Solomon raised his glass.

“Thanks for the character assessment.”

“It's probably because you're a mongrel,” said Sasha.

“What?”

“Jewish grandfather, Christian grandmother, who knows what else? Mixing blood leads to disaster. That was always the problem with Yugoslavia. Too many races forced to live together.”

Solomon sat tight-lipped. There was no way he was going to be drawn into an argument about racial integration with a man like Sasha. He just wanted to get out of the house in one piece.

Sasha drained his whisky glass in several gulps.

“Are you going to continue looking for this girl?” asked Sasha.

“Yes,” said Solomon.

“I would advise against approaching any more of my girls,” said Sasha.

“I understand. But how will I know if they work for you or not?”

Sasha flashed Solomon a tight smile.

“You can assume that if they are in Soho they work for me,” he said.

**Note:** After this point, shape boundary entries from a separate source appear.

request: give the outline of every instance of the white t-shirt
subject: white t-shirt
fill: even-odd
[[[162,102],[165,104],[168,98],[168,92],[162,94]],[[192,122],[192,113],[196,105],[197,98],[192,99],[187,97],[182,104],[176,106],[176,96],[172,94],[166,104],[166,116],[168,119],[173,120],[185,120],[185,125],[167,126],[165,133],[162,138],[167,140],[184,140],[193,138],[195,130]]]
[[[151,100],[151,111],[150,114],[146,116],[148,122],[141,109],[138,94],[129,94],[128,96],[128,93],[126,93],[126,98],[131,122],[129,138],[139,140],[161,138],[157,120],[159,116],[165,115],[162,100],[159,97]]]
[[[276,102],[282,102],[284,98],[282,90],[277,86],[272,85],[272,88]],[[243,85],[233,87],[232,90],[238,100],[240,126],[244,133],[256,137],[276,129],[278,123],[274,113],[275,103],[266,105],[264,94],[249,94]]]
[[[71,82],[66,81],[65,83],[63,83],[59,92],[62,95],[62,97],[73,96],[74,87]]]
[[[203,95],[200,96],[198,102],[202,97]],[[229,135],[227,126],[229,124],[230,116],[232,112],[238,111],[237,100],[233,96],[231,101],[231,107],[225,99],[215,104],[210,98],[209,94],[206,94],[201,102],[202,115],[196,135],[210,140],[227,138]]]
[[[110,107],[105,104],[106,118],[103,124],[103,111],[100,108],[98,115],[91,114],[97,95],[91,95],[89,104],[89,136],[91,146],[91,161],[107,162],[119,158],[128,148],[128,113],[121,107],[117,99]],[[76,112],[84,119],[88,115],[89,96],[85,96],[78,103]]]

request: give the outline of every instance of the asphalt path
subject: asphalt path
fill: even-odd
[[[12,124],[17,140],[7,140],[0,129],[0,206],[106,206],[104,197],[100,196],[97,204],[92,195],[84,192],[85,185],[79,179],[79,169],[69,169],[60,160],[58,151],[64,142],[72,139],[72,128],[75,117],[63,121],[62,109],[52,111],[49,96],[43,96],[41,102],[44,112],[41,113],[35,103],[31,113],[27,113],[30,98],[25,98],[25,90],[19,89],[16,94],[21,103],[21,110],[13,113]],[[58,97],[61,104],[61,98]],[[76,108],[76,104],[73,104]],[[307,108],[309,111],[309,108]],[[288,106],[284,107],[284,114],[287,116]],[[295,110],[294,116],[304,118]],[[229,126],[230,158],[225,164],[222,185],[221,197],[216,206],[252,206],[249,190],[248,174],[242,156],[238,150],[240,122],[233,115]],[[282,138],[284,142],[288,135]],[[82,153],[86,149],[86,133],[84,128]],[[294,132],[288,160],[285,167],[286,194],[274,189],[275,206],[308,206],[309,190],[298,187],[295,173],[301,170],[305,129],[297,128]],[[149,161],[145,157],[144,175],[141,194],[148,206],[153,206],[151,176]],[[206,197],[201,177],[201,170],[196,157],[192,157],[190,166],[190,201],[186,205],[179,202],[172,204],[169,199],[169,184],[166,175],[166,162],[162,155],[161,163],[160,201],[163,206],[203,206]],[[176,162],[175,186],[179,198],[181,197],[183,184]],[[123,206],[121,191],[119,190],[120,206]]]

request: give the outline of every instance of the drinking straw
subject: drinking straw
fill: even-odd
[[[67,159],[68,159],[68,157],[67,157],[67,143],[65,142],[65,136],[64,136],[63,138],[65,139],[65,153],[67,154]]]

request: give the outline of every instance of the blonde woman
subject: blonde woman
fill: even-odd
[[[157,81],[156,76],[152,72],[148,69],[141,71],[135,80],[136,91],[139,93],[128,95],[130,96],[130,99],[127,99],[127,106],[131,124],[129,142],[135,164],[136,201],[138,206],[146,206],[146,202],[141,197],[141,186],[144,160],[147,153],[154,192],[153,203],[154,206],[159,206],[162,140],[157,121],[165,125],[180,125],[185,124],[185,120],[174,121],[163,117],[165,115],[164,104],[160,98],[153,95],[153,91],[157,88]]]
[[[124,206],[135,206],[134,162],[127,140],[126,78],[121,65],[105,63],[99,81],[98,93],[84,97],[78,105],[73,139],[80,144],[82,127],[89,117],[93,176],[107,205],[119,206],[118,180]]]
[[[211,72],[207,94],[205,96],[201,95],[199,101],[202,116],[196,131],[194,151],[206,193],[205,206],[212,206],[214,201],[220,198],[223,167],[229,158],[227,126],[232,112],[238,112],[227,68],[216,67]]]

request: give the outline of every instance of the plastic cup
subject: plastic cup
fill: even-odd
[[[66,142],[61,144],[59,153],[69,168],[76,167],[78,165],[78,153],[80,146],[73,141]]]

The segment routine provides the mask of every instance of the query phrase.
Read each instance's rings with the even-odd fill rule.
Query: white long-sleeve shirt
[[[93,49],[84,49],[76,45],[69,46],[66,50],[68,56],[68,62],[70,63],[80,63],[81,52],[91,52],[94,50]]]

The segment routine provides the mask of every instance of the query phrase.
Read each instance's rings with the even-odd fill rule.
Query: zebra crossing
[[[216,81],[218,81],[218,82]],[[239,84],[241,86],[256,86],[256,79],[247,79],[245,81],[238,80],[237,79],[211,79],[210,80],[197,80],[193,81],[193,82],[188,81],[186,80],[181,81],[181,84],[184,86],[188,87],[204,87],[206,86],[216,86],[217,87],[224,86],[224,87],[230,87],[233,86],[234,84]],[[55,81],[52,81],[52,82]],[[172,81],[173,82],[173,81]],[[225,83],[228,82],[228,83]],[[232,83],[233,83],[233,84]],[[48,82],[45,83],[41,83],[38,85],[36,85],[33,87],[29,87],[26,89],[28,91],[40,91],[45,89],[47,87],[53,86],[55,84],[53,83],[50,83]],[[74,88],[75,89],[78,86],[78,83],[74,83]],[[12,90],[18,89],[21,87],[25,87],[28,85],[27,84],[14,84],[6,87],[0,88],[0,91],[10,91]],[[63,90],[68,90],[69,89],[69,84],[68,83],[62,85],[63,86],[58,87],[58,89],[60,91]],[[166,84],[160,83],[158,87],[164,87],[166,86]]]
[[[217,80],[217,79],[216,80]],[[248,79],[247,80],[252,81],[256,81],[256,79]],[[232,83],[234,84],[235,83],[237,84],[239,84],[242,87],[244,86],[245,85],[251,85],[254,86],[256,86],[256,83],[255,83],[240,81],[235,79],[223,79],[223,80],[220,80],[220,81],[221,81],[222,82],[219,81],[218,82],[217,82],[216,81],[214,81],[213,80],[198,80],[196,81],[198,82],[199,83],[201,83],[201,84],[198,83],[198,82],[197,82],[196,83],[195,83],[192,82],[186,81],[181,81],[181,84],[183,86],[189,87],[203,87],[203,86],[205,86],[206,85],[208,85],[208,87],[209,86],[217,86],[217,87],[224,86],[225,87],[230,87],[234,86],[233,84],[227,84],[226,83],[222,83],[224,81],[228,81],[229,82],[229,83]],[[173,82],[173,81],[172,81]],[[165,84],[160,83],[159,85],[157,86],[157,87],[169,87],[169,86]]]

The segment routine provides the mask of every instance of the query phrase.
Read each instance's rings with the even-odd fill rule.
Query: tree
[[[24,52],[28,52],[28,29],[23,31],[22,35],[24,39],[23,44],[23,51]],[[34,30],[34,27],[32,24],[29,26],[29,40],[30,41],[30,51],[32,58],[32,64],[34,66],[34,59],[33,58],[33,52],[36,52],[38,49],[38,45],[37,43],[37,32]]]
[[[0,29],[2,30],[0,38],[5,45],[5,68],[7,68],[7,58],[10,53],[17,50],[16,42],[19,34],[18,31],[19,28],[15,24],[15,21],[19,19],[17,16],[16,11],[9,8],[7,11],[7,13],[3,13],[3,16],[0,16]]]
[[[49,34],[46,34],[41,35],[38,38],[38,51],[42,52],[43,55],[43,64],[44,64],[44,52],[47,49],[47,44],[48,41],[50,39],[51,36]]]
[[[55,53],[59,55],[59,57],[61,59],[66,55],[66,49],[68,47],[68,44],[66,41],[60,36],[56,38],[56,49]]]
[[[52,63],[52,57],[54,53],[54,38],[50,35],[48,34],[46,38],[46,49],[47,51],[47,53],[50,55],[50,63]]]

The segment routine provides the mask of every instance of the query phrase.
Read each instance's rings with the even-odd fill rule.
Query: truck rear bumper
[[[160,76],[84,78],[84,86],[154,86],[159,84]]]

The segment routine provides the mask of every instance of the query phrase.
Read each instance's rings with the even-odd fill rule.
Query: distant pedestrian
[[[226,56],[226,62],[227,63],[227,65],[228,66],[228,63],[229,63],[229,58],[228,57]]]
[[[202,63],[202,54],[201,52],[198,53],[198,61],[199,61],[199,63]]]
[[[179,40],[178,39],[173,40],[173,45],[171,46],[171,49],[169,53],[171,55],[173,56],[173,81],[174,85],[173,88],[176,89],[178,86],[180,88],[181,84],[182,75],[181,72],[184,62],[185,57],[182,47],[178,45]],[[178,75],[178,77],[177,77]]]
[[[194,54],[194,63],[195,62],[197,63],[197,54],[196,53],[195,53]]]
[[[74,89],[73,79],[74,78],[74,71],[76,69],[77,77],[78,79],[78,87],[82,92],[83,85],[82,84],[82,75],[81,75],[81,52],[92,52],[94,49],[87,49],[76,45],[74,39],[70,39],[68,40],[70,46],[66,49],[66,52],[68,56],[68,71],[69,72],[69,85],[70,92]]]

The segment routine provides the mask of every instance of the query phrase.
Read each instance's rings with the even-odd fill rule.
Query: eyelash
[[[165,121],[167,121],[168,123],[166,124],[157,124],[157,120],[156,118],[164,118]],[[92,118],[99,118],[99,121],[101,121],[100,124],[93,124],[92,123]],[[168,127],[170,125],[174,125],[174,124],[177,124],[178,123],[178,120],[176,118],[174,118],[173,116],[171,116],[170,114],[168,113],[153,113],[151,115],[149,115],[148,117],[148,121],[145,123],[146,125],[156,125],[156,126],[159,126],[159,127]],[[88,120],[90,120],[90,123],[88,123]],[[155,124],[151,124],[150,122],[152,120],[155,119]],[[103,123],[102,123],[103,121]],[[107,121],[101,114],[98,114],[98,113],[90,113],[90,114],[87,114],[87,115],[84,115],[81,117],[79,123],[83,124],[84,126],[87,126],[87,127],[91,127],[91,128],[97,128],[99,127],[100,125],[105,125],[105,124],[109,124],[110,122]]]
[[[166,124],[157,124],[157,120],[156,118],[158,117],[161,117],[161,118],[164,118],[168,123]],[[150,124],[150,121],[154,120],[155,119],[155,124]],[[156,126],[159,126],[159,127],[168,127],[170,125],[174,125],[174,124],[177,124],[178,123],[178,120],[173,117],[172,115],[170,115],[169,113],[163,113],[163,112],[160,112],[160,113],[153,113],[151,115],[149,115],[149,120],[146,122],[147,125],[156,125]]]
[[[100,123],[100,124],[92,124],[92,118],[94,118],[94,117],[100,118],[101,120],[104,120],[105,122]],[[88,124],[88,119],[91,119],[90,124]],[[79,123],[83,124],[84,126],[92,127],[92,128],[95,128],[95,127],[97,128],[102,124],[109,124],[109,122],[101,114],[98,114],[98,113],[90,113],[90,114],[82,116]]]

“All of them?” Solomon was surprised.

“I defend my territory, Jack,” said Sasha, 'and Soho is my territory."

“Okay,” he agreed.

“I'm glad we understand each other,” said Sasha. He stood up and held out his arm, indicating that Solomon should leave, then showed him to the front door.

“This man will drive you to wherever you want to go,” he said.

“It's okay, I'll get a black cab.”

“My man will drive you,” repeated Sasha, his voice harder.

“Where are you staying in London?”

“Bayswater,” said Solomon.

A thug was standing next to a large Mercedes, its engine running. He stared stonily at Solomon, who felt the urge to run, but there was a high wall surrounding the garden topped with metal spikes and the wrought-iron gate at the end of the drive was shut. Sasha shouted something to the man in Albanian. It wasn't a language Solomon understood, let alone spoke, but he didn't hear the word "Bayswater'. He climbed into the back of the car and the door slammed.

The driver turned and grinned at him and gave him an exaggerated thumbs-up. Solomon smiled uneasily. The other passenger door opened and the thug climbed in next to him. Solomon flinched as the locks clicked. The Mercedes headed down the drive and the gates swung open. Solomon twisted in his seat and caught a last glimpse of Sasha standing in his doorway, his hands on his hips, staring after the car.